Here is the set up, question is below.
CREATE TABLE Person (
PersonId int Identity(1,1) not null,
PersonName varchar(20) not null
PRIMARY KEY CLUSTERED (PersonId)
)
GO
CREATE TABLE Size (
SizeId int IDENTITY (1,1) not null,
Size varchar(20) null,
PersonId int NOT NULL
PRIMARY KEY CLUSTERED (SizeId)
)
ALTER TABLE dbo.Size
ADD CONSTRAINT FK_Size_Person FOREIGN KEY (PersonId) REFERENCES dbo.Person (PersonId)
GO
INSERT INTO Person (PersonName)
VALUES ('Bob'), ('Bill'), ('Dave'), ('Nathan'), ('Luke')
GO
INSERT INTO Size (Size, PersonId)
VALUES ('32', 1), ('2XL', 1), ('Large', 1), ('Small', 2), ('Medium', 3)
CREATE FUNCTION [dbo].[fn_Sizes]
(
@PersonId int
)
RETURNS varchar(150)
AS
BEGIN
DECLARE @sizes varchar(150)
SET @sizes = (SELECT s.Size + ', '
FROM dbo.Size s
WHERE s.PersonId = @PersonId
FOR XML PATH(''))
-- Return the sizes
RETURN ISNULL(LEFT(@sizes, LEN(@sizes)-1),'')
END
Fixing a view and one of the issues is a function that combines multiple rows of values into one column. I'm not sure if the problem is the DISTINCT keyword, or the function, or the use of FOR XML PATH, or all of it. I am optimizing a view that takes 15 mins to run, and the execution plan says 90% of the work is in the DISTINCT sort. So I am looking for a way to get rid of it.

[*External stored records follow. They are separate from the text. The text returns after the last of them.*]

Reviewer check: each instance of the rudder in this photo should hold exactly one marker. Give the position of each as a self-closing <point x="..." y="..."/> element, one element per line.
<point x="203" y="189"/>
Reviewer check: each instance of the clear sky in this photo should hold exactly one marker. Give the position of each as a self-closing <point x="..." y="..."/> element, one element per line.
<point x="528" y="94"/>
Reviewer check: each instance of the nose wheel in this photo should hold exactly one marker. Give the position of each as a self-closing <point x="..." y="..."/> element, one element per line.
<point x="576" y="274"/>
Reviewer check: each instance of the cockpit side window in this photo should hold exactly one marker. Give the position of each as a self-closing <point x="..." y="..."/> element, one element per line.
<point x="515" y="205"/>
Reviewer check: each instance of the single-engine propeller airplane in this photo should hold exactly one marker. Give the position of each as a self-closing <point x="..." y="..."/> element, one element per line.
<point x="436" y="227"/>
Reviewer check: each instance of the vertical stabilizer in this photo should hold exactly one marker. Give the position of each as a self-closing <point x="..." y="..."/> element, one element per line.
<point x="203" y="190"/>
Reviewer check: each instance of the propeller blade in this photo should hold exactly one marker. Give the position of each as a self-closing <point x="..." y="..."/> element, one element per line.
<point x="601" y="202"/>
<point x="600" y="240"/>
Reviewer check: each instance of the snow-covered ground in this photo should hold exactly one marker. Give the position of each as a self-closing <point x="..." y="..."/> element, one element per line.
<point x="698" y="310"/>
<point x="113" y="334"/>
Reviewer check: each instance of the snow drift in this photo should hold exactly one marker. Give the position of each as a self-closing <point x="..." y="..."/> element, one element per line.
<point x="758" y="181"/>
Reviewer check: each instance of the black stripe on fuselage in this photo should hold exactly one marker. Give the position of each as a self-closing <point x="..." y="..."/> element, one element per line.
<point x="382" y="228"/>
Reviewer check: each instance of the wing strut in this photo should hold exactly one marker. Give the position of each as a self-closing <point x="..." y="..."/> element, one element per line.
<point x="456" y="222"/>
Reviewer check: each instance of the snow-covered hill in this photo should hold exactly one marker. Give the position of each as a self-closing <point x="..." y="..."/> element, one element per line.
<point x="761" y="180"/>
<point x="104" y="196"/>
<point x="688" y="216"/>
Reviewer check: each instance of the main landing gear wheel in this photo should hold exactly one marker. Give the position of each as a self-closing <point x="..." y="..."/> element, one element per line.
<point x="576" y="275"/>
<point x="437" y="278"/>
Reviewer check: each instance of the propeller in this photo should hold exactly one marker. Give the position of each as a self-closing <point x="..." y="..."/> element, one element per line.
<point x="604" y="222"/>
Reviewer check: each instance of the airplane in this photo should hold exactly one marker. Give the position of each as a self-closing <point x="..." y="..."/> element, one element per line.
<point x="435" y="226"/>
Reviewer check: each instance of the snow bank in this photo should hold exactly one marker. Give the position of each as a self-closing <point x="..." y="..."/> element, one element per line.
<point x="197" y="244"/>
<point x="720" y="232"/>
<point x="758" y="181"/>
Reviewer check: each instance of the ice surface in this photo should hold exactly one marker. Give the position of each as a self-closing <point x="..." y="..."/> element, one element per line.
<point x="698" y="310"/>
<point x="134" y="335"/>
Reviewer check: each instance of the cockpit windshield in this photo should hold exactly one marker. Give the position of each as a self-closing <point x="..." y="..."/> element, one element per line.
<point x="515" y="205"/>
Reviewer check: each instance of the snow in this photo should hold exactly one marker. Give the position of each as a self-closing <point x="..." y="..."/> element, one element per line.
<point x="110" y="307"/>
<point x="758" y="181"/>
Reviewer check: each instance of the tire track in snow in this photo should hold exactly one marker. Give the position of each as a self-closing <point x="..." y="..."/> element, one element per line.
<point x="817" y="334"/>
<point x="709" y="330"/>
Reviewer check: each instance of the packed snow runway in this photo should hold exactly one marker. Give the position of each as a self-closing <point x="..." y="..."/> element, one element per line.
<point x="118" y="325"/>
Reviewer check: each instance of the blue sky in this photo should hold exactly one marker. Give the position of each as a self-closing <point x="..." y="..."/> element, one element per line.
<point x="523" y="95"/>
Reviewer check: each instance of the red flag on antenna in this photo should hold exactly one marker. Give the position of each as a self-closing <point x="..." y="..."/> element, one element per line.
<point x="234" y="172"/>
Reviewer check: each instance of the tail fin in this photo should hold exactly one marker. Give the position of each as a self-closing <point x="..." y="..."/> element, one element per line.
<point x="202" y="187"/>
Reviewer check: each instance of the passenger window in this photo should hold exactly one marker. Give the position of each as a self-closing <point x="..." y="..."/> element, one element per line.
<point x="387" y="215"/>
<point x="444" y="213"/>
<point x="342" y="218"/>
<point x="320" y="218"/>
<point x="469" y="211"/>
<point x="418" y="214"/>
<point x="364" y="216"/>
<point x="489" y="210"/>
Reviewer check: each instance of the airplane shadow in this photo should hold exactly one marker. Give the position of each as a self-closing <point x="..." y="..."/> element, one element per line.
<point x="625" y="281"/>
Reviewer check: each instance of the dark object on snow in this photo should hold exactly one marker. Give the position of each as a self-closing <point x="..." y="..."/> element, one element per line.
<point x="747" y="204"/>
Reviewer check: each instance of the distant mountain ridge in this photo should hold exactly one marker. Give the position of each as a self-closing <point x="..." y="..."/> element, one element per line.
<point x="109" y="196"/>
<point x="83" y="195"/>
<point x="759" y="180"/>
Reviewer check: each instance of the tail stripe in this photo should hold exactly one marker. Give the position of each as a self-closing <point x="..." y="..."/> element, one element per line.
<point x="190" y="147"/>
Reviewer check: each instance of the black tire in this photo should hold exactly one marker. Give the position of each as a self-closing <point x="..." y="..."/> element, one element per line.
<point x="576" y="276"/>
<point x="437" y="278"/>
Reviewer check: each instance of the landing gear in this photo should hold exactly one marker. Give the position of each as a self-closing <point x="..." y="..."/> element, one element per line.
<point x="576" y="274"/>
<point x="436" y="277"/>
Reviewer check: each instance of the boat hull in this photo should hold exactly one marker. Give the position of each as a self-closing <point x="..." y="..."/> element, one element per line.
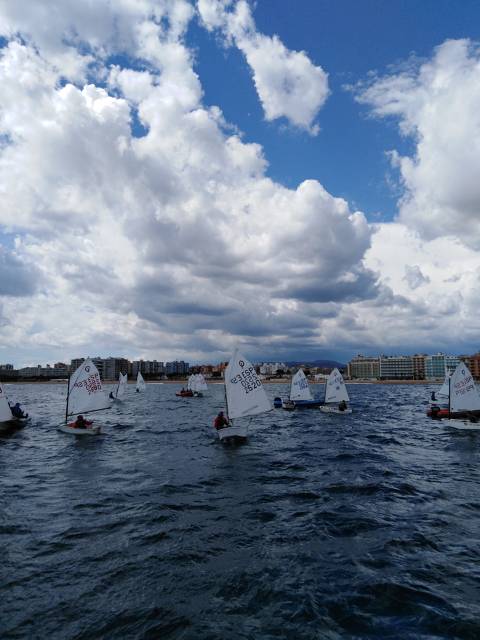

The actual view query is really big, but an example of this section is:
SELECT DISTINCT p.PersonName, dbo.fn_Sizes(p.PersonId) as Size
FROM dbo.Person p
JOIN dbo.Size s ON p.PersonId = s.PersonId
The DISTINCT is in there to get rid of the extra Bob rows, because Bob has many sizes. I need to keep the multiple sizes on Bob's row, but I don't want multiple rows of Bob. Is there a more efficient way to do that other than using DISTINCT?
Second, word on the street is that functions are best avoided if you are going for speed. I don't see a way to use "FOR XML PATH" outside the function, because I can't get it to work on just one column. So I am looking for a way to produce the multiple values on one row.